Per i magistrati fu un matrimonio d'affari senza rispetto per le regole, fra tangenti e fondi neri. Ce l'avevano con lei perché truccava le carte?

«Un giorno l'allora procuratore di Milano Francesco Greco arrivò a dire che io avevo giocato sulla testa dei bambini cerebrolesi uno a uno. Una frase offensiva».

Perché?

«Lui si riferiva all'ospedale per i piccoli cerebrolesi di Vina del Mar, in Cile, che mi era stato commissionato proprio dai Fatebenefratelli e più precisamente dalla Provincia sudamericana meridionale dell'ordine. Formigoni e la Regione Lombardia non c'entravano per nulla, ma tutta la mia attività è stata riletta alla luce del mio peccato originale, attribuendomi quello che non ho mai fatto. In realtà io ero un imprenditore agiato che aveva mille attività e mille relazioni: ero anche nel cda dell'Inter di Ernesto Pellegrini. Invece, mi hanno fatto passare per un delinquente avido e cinico. O se preferisce, per un faccendiere, come mi hanno apostrofato i giornali».
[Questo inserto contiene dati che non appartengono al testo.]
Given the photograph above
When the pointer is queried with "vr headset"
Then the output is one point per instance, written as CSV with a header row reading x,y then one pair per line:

Lei ha detto davvero tutto su quel che è successo?

«Si ma non mi hanno ascoltato».

A cosa si riferisce?

«A un episodio a dir poco inquietante che mi è capitato a casa, a Sant'Angelo Lodigiano, due anni fa. Qui un giorno arrivano due tizi: uno resta in macchina, l'altro chiede di me».

Poi?

«Lo fanno accomodare in una saletta sotto l'occhio delle telecamere che riprendono tutta la scena. Io entro e lui a bruciapelo, senza tanti preamboli, mi chiede 21 milioni di euro che, secondo lui, gli doveva dare Mario Cal, il braccio destro di don Verzé, morto suicida sotto la cupola del San Raffaele nei giorni bui della ipotesi della bancarotta per cui veniva emessa ordinanza di custodia contro di me. Questo signore evidentemente pensava che io avessi fatto sparire il malloppo insieme a Cal».

Mi scusi, ma perché questo tizio è venuto proprio da lei?

«In breve io avevo relazioni personali con il direttore Cal che era in grande difficoltà e che, secondo la testimonianza del suo autista, era ricattato dalla camorra. Il contrario di quel che sosteneva quel soggetto».

Cal oggi non c'è più e non può difendersi. Che senso ha raccontare ora quel che è accaduto due anni fa?

«Il punto è proprio questo: io ho risposto a questo signore di venire con me dai carabinieri per denunciare i fatti e mi sono avviato verso l'uscita, ma a quel punto lui è scappato. Io però ho portato le immagini delle telecamere e le testimonianze dei presenti alla procura di Lodi».

Risultato?

«Non ho saputo più nulla, ma mi hanno detto che la procura ha archiviato il mio dossier e la mia denuncia. Quei due signori, lui e l'altro fuggito a sua volta con la macchina, restano un enigma. Come i fantomatici conti di Formigoni di cui mi chiedevano conto i magistrati.

Non li hanno mai trovati, forse per la semplice ragione che non esistevano».